Configuring Anaconda with Spark¶
Overview¶
Apache Spark is an analytics engine and parallel computation framework with Scala, Python and R interfaces. Spark can load data directly from disk, memory and other data storage technologies such as Amazon S3, Hadoop Distributed File System (HDFS), HBase, Cassandra, and others.
You can install Spark on a cluster using an enterprise Hadoop distribution such as Cloudera CDH or Hortonworks HDP.
Different Ways to Use Spark with Anaconda¶
Spark scripts are often developed interactively and can be written as a Python script or in a Jupyter notebook.
A PySpark script can be submitted to a Spark cluster using various methods:
- Running the script directly on the head node.
- Using the spark-submit command either in Standalone mode or with the YARN resource manager.
- Interactively in an IPython shell or Jupyter Notebook on the cluster.
To run a script on the head node, simply execute python example.py
on the
cluster. Alternatively, you can install Jupyter Notebook on the cluster using
Anaconda Scale. Refer to the Installation documentation for more
information.
You can also use Anaconda Scale with enterprise Hadoop distributions such as Cloudera CDH or Hortonworks HDP. The sections below provide details on how to configure and use Anaconda with Spark jobs and initialize a SparkContext.
Configuring Anaconda for Spark jobs¶
Configuring Anaconda with the spark-submit
command¶
You can submit Spark jobs using the PYSPARK_PYTHON
environment variable that
refers to the location of the Python executable in Anaconda, for example:
$ PYSPARK_PYTHON=/opt/continuum/anaconda/bin/python spark-submit pyspark_script.py
Configuring Anaconda with Jupyter Notebooks and Cloudera CDH¶
You can configure Jupyter Notebooks to use Anaconda Scale with Cloudera CDH using the following Python code at the top of your notebook:
import os
import sys
os.environ["PYSPARK_PYTHON"] = "/opt/continuum/anaconda/bin/python"

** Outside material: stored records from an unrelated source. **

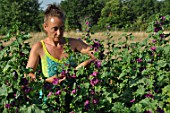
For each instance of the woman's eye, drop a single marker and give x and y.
(62, 28)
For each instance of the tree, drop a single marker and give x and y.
(116, 13)
(23, 14)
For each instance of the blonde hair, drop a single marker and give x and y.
(53, 10)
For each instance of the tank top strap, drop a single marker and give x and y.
(44, 48)
(47, 54)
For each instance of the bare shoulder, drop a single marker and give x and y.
(78, 44)
(37, 47)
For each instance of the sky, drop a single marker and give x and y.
(46, 2)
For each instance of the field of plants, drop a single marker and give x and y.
(127, 77)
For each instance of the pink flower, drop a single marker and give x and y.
(94, 81)
(153, 48)
(55, 81)
(49, 94)
(139, 60)
(58, 92)
(149, 95)
(153, 41)
(95, 101)
(87, 23)
(97, 63)
(71, 112)
(94, 73)
(92, 92)
(132, 101)
(73, 76)
(7, 106)
(87, 104)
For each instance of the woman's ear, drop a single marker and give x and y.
(45, 26)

os.environ["JAVA_HOME"] = "/usr/java/jdk1.7.0_67-cloudera/jre"
os.environ["SPARK_HOME"] = "/opt/cloudera/parcels/CDH/lib/spark"
os.environ["PYLIB"] = os.environ["SPARK_HOME"] + "/python/lib"

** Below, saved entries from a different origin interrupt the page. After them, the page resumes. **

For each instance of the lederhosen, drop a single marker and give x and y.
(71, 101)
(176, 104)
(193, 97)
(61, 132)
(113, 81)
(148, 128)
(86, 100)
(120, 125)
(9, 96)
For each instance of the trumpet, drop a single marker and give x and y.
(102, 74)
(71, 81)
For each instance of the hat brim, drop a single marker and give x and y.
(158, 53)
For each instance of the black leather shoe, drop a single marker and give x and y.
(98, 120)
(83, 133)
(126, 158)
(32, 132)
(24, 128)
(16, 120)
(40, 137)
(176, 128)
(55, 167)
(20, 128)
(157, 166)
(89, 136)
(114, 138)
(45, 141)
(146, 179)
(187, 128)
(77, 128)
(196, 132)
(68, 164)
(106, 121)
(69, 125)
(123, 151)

sys.path.insert(0, os.environ["PYLIB"] +"/py4j-0.9-src.zip")
sys.path.insert(0, os.environ["PYLIB"] +"/pyspark.zip")
The above configuration was tested with Cloudera CDH 5.9 and Spark 1.6. Depending on the version of Cloudera CDH that you have installed, you might need to customize these paths according to the location of Java, Spark, and Anaconda on your cluster.

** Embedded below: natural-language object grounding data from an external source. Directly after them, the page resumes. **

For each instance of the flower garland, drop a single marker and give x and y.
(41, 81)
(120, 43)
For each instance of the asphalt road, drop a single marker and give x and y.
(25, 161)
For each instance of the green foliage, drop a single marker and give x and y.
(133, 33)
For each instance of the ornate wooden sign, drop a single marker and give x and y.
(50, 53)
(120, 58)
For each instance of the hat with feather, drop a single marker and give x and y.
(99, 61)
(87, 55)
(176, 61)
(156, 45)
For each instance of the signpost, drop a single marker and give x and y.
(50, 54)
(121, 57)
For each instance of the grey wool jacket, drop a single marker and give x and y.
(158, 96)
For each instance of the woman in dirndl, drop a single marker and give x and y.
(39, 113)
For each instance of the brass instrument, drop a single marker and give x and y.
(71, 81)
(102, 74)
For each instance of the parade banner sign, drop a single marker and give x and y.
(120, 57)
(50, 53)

Configuring Anaconda with Jupyter Notebooks and Hortonworks HDP¶
You can configure Jupyter Notebooks to use Anaconda Scale with Hortonworks HDP using the following Python code at the top of your notebook:
import os
import sys
os.environ["PYSPARK_PYTHON"] = "/opt/continuum/anaconda/bin/python"
os.environ["SPARK_HOME"] = "/usr/hdp/current/spark-client"
os.environ["PYLIB"] = os.environ["SPARK_HOME"] + "/python/lib"
sys.path.insert(0, os.environ["PYLIB"] +"/py4j-0.9-src.zip")
sys.path.insert(0, os.environ["PYLIB"] +"/pyspark.zip")
The above configuration was tested with Hortonworks HDP 2.5, Apache Ambari 2.4, and Spark 1.6. Depending on the version of Hortonworks HDP that you have installed, you might need to customize these paths according to the location of Spark and Anaconda on your cluster.
Creating a SparkContext¶
Once you’ve configured the appropriate environment variables, you can initialize
a SparkContext (in yarn-client
client mode in this example) using:
from pyspark import SparkConf
from pyspark import SparkContext
conf = SparkConf()
conf.setMaster('yarn-client')
conf.setAppName('anaconda-pyspark')
sc = SparkContext(conf=conf)
For more information about configuring Spark settings, refer to the PySpark documentation.
Once you’ve initialized a SparkContext, you can start using Anaconda with Spark jobs. Refer to the Using Anaconda with Spark documentation for example Spark jobs that use libraries from Anaconda.